Many may ask, "Really, why would I want to go through all this trouble to install a bootloader on an ATtiny85 when it is less trouble just to use the Arduino ISP?" Good question.

This article was not meant to be independent. The entire purpose of the this is to prepare an ATtiny85 (actually, any ATtiny orATmega uCs) for wireless upload of Arduino sketches or AVR binaries.

Step 1: Upload the ArduinoISP Sketch

Upload the ArduinoISP Sketch There are several guides on how to use an Arduino as an ISP:

• Programming AVR with Arduino ) (Video)
• Using an Arduino as an AVR ISP (In-System Programmer)

But outline the steps briefly, just in case.

before wiring up the Arduino Uno to the ATtiny85 you will need to install the Arduino ISP sketch onto the Arduino Uno. This is built into the Arduino IDE.

• File --> Examples --> 11. ArduinoISP --> ArduinoISP

Then hit the Upload button. Wire up the ATtiny85 After the ArduinoISP sketch has been uploaded it is time to burn our bootloader to the ATtiny85. Go ahead and wire your ATtiny85 to the Arduino Uno as shown in the image above.

Step 2: Wire Up the ATtiny85 and Arduino

Now the ArduinoISP sketch has been uploaded it is time to burn our bootloader to the ATtiny85. Go ahead and wire your ATtiny85 to the Arduino Uno as shown in the image.

Step 3: Install AVRDUDE

Now, we will need to install WinAVR

• WinAVR Download

Step 4: Burn TinySafeBootloader on ATtiny85

Burn TinySafeBootloader on ATtiny85 Once AVRDUDE has successfully installed, open it by going to the Start Menu and typing

• cmd

This should open the Windows command prompt. Now, let's make sure AVRDUDE is installed. Type:

• avrdude

And press return. You should see output similar to what's in the image.

Please hear my warning what we are about to do has the potential of brick your ATtiny85. More specifically, if we set the fuses wrong on the ATtiny85 it might render the chip unusable.

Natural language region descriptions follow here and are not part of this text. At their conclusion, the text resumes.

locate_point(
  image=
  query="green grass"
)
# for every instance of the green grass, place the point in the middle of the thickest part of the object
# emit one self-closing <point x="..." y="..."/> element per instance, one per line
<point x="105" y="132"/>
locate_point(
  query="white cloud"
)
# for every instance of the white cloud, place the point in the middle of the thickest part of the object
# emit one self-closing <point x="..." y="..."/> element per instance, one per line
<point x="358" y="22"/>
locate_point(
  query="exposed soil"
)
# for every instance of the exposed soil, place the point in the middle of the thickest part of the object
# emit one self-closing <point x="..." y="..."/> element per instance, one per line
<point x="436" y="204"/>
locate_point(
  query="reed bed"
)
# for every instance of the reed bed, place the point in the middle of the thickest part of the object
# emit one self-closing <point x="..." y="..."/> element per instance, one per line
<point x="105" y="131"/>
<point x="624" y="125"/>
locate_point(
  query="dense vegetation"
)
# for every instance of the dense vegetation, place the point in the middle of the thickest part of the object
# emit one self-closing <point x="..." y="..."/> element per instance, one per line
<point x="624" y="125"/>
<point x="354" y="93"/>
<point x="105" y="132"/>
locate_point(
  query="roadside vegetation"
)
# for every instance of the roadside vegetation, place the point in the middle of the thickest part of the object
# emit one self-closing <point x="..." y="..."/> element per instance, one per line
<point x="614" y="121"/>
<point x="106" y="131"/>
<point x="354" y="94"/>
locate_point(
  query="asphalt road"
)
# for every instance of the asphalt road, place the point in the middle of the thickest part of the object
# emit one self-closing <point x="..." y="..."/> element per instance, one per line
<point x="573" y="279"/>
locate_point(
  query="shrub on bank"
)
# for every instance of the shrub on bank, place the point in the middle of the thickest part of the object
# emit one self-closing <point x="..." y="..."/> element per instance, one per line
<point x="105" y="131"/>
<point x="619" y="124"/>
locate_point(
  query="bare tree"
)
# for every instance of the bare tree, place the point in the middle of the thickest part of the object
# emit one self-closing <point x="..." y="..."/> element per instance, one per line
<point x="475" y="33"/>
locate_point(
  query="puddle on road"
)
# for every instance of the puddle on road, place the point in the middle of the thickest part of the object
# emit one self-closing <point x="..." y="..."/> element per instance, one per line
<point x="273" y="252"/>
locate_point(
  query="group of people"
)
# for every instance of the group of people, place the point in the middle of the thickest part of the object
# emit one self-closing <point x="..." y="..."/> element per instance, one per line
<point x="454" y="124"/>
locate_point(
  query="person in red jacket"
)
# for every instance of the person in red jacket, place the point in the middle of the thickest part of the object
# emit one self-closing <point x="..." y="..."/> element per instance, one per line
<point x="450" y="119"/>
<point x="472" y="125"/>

That stated, let's take a moment and talk through what we are doing.

At this point our Arduino Uno is setup as an ISP. We plan to use AVRDUDE to tell the ISP to burn the TinySafeBootloader onto our ATtiny85. In the process we will also set the fuses on the ATtiny85. These fuses are bits of memory which tell the ATtiny85 how to act. There are two will need to set to use TinySafeBoot on any ATtiny supported.

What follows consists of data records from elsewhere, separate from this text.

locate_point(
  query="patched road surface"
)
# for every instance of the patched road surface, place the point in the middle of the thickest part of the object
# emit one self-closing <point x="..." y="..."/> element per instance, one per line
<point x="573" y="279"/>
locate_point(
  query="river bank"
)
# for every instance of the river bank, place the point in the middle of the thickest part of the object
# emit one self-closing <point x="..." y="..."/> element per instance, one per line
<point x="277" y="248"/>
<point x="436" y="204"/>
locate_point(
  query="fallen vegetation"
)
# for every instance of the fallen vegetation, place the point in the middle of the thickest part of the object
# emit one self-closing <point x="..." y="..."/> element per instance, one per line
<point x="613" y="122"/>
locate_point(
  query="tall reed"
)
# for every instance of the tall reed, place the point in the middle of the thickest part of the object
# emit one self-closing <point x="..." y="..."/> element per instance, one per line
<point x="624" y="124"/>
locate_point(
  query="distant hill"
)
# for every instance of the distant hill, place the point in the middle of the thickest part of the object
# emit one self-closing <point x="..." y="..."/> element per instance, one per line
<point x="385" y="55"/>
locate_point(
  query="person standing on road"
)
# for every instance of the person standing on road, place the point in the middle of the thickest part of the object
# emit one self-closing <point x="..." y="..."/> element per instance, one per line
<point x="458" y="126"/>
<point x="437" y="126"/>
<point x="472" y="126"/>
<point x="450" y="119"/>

ATtiny85 & ATtiny84 (or any other ATtiny supported):

1. SELFPRGEN -- must be set to enable flash writes from firmware
2. BODLEVEL -- should be set to avoid flash corruption during unsafe device power-up.

If you are following this guide for the ATmega series the fuses need are:

1. BOOTRST -- activated lets the MCU jump into the Bootloader section with every hardware reset.
2. BODLEVEL -- should be set to avoid flash corruption during unsafe device power-up.
3. BOOTSZ=11 -- to reserve 512 bytes for a Bootloader Section.
4. BLB -- set to MODE 2 or 3 to protect Bootloader section from undesirable write access by firmware.

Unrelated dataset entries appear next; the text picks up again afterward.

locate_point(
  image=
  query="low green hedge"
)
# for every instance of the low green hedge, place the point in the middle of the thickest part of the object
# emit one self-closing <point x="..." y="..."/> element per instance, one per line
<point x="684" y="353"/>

If you don't quite trust me or if you would like to read more about fuses, here's a great explanation.

• AVR Fuses

The fuse settings will be written to the ATtiny85 when when burn the bootloader by using AVRDUDE. You are welcome to calculate your own fuses using the nifty EngBedded web app:

• AVR Fuse Calculator

However, I've provided the two commands you will need for the to program the ATtiny 84, 85, and ATmega328P. Copy the first command and paste it to the Windows prompt. If the command is successful, copy the second command. If both commands are successful, you should now have the TSB setup on your ATtiny or ATmega chip.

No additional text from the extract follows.